Die wichtigste Kompetenz ist Begeisterungsfähigkeit. Ein Kirchenmusiker sollte die Menschen um sich herum motivieren können. Wir von der Dommusik bündeln sehr viele Menschen um uns herum. Sie bleiben uns treu und finden über uns und über die Musik den Weg zur Kirche und zum Glauben. Ich bin mir sicher, dass die Bedeutung des Kirchenmusikers als pastoraler Mitarbeiter – ja als Mitverkünder – immer bedeutsamer wird. Ebenso wichtig sind die musikalischen Kompetenzen: Es muss spielerisch leicht aussehen, was man tut, auch wenn es das nicht ist. Es braucht daher eine sehr gründliche Vorbereitung. Ein Kirchenmusiker sollte zudem gut Klavier spielen können, eine vorbildhafte Stimme besitzen und gut kommunizieren können. All dies setzt eine gute Ausbildung voraus.
Was hören Sie privat?
Privat höre ich nicht sehr viel Musik, da ich den ganzen Tag von ihr umgeben bin. Privat lese ich gerne, bewege mich in der Natur und genieße auch mal die Stille. Ich höre auch keine Musik nebenbei, es sei denn im Auto. Und da kann ich mich tatsächlich auch für aktuelle Popcharts begeistern. Da höre ich vieles, was mir gut gefällt. Ich habe auch riesigen Respekt vor den ganz großen Musikerinnen und Musikern der Popmusik. Ich schaue mir gerne Dokumentationen über das Leben unterschiedlicher Künstlerinnen und Künstler an, wie beispielsweise über das Leben von Whitney Houston oder von Paul McCartney. Vor solchen Künstlern ziehe ich meinen Hut, egal, aus welcher Richtung das kommt.

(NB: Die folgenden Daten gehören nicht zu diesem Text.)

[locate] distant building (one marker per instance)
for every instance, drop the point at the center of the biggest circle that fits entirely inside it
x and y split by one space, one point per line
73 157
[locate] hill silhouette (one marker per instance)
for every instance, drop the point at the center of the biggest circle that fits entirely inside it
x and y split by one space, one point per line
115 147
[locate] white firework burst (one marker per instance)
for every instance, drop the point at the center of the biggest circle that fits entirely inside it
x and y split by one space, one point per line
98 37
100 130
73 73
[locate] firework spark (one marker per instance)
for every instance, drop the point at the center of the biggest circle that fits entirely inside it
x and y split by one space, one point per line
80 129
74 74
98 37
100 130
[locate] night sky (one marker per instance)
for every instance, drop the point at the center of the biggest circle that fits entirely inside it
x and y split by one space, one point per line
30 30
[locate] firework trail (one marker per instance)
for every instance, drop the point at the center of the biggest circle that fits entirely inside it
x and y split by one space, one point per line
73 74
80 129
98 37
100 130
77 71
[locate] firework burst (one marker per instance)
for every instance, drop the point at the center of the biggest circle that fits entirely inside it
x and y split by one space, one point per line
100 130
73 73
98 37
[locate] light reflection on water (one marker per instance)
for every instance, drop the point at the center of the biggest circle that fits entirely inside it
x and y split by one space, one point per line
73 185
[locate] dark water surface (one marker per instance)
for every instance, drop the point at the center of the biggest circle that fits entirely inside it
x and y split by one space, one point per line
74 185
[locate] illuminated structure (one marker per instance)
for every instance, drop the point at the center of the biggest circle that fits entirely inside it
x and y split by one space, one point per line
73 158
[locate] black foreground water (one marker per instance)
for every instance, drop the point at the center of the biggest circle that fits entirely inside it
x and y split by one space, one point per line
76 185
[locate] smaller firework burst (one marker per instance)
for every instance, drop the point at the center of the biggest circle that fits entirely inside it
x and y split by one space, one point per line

Haben Sie ein Lieblingslied?
„The Long And Winding Road“ von den Beatles.
Zur Person
Thomas Berning ist ein deutscher Kirchenmusiker und Domkapellmeister am Hohen Dom zu Paderborn, Dirigent und Hochschullehrer. Bevor er 2007 das Amt des Domkapellmeisters antrat, machte er sich an seinen vorherigen Wirkungsstätten in Herten und Heidelberg einen Namen als Konzertorganist und Chordirigent. Seit seinem Amtsantritt erfuhr die Dommusik zahlreiche strukturelle Neuerungen. Dazu zählen der Umbau des Hauses der Dommusik, die Gründung der Mädchenkantorei, die Gründung des „Freundeskreises Dommusik“ sowie der Aufbau einer Schulkooperation mit den Michaelsschulen Paderborn.